# Amazon SageMaker Multi-Model Endpoints using your own algorithm container
With [Amazon SageMaker multi-model endpoints](https://docs.aws.amazon.com/sagemaker/latest/dg/multi-model-endpoints.html), customers can create an endpoint that seamlessly hosts up to thousands of models. These endpoints are well suited to use cases where any one of a large number of models, which can be served from a common inference container, needs to be invokable on-demand and where it is acceptable for infrequently invoked models to incur some additional latency. For applications which require consistently low inference latency, a traditional endpoint is still the best choice.

At a high level, Amazon SageMaker manages the loading and unloading of models for a multi-model endpoint, as they are needed. When an invocation request is made for a particular model, Amazon SageMaker routes the request to an instance assigned to that model, downloads the model artifacts from S3 onto that instance, and initiates loading of the model into the memory of the container. As soon as the loading is complete, Amazon SageMaker performs the requested invocation and returns the result. If the model is already loaded in memory on the selected instance, the downloading and loading steps are skipped and the invocation is performed immediately.

For the inference container to serve multiple models in a multi-model endpoint, it must implement [additional APIs](https://docs.aws.amazon.com/sagemaker/latest/dg/build-multi-model-build-container.html) in order to load, list, get, unload and invoke specific models. This notebook demonstrates how to build your own inference container that implements these APIs.
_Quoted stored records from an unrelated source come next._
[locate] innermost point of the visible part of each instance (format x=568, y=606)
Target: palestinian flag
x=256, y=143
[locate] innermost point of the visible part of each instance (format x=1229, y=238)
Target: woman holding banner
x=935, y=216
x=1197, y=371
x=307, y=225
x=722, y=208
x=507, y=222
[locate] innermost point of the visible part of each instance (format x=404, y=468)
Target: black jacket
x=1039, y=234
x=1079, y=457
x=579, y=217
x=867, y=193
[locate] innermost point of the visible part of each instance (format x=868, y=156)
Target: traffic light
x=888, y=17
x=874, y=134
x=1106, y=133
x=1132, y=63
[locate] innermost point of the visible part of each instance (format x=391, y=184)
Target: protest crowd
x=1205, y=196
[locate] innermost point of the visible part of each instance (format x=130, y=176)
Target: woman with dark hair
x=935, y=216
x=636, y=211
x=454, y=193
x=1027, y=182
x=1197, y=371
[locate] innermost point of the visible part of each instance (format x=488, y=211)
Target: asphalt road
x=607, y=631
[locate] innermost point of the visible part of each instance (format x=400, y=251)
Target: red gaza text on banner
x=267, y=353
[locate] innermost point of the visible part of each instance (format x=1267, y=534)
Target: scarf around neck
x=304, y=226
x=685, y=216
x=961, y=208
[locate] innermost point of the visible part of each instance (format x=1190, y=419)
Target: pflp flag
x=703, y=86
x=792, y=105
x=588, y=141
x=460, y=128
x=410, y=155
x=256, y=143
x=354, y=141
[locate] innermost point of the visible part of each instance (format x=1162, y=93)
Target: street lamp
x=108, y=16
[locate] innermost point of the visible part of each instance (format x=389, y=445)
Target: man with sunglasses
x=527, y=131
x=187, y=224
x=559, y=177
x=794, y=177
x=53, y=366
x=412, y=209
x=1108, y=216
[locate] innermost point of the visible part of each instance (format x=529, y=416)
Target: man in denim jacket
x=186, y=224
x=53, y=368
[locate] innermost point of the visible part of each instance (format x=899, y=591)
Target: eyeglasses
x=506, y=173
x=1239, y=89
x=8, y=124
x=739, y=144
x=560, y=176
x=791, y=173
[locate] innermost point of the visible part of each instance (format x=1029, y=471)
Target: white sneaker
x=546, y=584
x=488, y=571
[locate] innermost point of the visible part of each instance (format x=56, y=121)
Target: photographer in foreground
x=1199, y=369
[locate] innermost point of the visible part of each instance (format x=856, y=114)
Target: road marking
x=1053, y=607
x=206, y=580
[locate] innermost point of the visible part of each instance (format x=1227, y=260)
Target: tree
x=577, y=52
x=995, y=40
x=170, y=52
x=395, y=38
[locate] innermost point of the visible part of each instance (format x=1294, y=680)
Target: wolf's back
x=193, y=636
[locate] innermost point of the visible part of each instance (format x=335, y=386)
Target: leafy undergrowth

**Note**: the section of code that build the container, has been changed to allow enable build of a Docker container in Amazon SageMaker Studio, using 'sagemaker-studio-image-build'.

This notebook was tested with the `conda_mxnet_p36` kernel running SageMaker Python SDK version 2.15.3 on an Amazon SageMaker notebook instance.

---

### Contents

1. [Introduction to Multi Model Server (MMS)](#Introduction-to-Multi-Model-Server-(MMS))
  1. [Handling Out Of Memory conditions](#Handling-Out-Of-Memory-conditions)
  1. [SageMaker Inference Toolkit](#SageMaker-Inference-Toolkit)
1. [Building and registering a container using MMS](#Building-and-registering-a-container-using-MMS)
1. [Set up the environment](#Set-up-the-environment)
1. [Upload model artifacts to S3](#Upload-model-artifacts-to-S3)
1. [Create a multi-model endpoint](#Create-a-multi-model-endpoint)
  1. [Import models into hosting](#Import-models-into-hosting)
  1. [Create endpoint configuration](#Create-endpoint-configuration)
  1. [Create endpoint](#Create-endpoint)
1. [Invoke models](#Invoke-models)
  1. [Add models to the endpoint](#Add-models-to-the-endpoint)
  1. [Updating a model](#Updating-a-model)
1. [(Optional) Delete the hosting resources](#(Optional)-Delete-the-hosting-resources)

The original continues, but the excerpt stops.